Last week, on the morning of her eighty-ninth birthday, I saw grandmother sitting outside on a wooden bench under the shade of our tamarind tree. Just then a mustached taho vendor appeared, plying his trade in our street with an advertising howl. I bought a ten-peso cup, then stirred the bean curd, the tapioca balls, and the sugar syrup in much the manner of someone who meticulously wraps the only gift he can afford for a loved one.

Happy birthday, Lola. Now finish this here; it’s good for you.

Is that you, Miguel?

Yes, it’s me.

I greeted her again and ran my fingers through her silver hair. Using her free hand, grandmother took off her foggy spectacles. I saw that she wanted to wipe the tears that glazed her eyes. She appeared embarrassed. I didn’t know by what.

The sun in the morning of her birthday had diffused into twilight, and so, of course, as in the following mornings and those to come. Just as determinedly, however, I am not going to be counting her days.

 

To Move, Or Not To


I feel like an expatriate. Or I may be feeling like an expatriate soon.

Ha.
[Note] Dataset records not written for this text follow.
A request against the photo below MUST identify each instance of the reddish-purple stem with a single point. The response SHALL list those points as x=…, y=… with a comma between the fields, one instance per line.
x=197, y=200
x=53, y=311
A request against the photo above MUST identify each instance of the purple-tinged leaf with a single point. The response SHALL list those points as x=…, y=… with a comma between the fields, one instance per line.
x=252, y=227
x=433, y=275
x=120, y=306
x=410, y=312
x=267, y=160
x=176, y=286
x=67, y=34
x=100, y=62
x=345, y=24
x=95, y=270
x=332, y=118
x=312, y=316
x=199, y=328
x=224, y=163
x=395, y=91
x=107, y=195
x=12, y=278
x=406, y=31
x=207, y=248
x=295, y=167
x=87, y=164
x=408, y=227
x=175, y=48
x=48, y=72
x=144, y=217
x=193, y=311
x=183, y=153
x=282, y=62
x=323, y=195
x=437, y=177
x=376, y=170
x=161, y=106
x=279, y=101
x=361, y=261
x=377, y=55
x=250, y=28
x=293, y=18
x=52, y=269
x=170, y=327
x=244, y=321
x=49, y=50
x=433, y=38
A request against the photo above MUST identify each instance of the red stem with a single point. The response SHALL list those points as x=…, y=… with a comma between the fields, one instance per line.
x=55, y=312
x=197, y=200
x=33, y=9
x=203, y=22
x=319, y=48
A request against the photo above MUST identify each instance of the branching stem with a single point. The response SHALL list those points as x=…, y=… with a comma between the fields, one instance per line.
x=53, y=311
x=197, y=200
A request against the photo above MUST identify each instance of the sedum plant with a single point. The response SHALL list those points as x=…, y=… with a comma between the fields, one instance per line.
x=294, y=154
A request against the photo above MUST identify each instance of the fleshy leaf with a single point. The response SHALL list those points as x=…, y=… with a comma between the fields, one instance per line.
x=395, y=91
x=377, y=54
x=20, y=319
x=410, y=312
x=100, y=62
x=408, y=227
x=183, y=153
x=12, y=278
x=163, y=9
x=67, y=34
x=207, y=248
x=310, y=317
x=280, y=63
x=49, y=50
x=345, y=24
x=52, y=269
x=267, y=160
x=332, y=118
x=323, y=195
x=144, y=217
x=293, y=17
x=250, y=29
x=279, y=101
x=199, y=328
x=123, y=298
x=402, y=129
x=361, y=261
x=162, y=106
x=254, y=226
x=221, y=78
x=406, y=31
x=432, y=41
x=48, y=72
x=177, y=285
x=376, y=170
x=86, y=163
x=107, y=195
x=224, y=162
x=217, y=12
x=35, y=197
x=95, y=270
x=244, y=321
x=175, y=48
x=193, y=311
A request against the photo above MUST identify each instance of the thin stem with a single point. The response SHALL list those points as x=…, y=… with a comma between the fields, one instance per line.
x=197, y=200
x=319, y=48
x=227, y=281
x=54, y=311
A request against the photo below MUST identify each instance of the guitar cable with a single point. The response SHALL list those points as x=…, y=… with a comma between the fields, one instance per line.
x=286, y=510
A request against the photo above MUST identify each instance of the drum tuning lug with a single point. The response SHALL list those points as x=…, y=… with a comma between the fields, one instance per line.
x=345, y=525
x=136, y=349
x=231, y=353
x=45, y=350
And this very possibility is something I am surely bound to romanticize, given my admiration for a Hemingway, or a Henry James, or a Janet Flanner – literary figures whose careers flourished outside America, their home country. Not that I am leaving the Philippinesmy home country– for greener pastures or a Parisian adventure; nothing as international and extravagantly operatic as that; more humbly, and on a smaller scale, I might move away from my home city, the place where I grew up and have lived my whole life.

From “Our Man in Manila” the title of my column here at Live in the Philippines is being threatened with a slight paraphrase: “Our Man from Manila.” From my northern suburban abode I may soon settle in a blessed island down south. 

Nothing has yet been made certain; everything stands as unofficial. I am still wrestling –mightily, too, I might add– with the question of whether or not I should move. But as to how and why the question is being asked in the first place, well – like in the case of some expat friends whom I know had moved to the Philippines owing to romantic accidents, I met someone. I met someone special, and wonderful, and golden, someone who has utterly rocked my former artlessly bachelor world but who lives several hundred kilometres away from it – in Davao City.

This should explain my capricious whereabouts, my flying back and forth, to Davao then Manila then to Davao again: a vicious cycle of budget airline tickets, turbulence, and flights before dawn. The distance is inconvenient but not impossible. One week, I am chasing the MRT train on my way to a client meeting; the next, I am walking leisurely amidst the fake conifers and sunken gardens of People’s Park – a city rat slowed down by the provincial, tranquil commonplace. I wonder if I shall soon find solid ground in the place where I discovered such unplanned joy, such serendipitous affairs.

While the adjustment that a strange land requires of a domestic traveller is not shockingly difficult compared to that required of foreign ones, it is also not insignificant. Oh, how many times I’ve pretended to understand the Visaya being spoken to me by Victoria Plaza Mall salesgirls and Basti’s Brew baristas. (“Sorry, hindi ko maintindihan, taga-Manila ako. Basta kulang ang sukli.”) The traffic-free roads still thrill me; the supposed “fast food” service still exasperates me. And until now it hasn’t sunken in, those seventy-five-peso movie tickets that cost just as much as a tumbler of popcorn in, say, Eastwood. Seventy-bloody-five! Now, there aren’t any IMAX theatres or cinemas with Globe Platinum Lazy Boy Seats, but I believe I can cope.

I have to, if I do decide to move. An expat’s transition, then: way too local though I may be, it is similar to what I am feeling. Unofficially.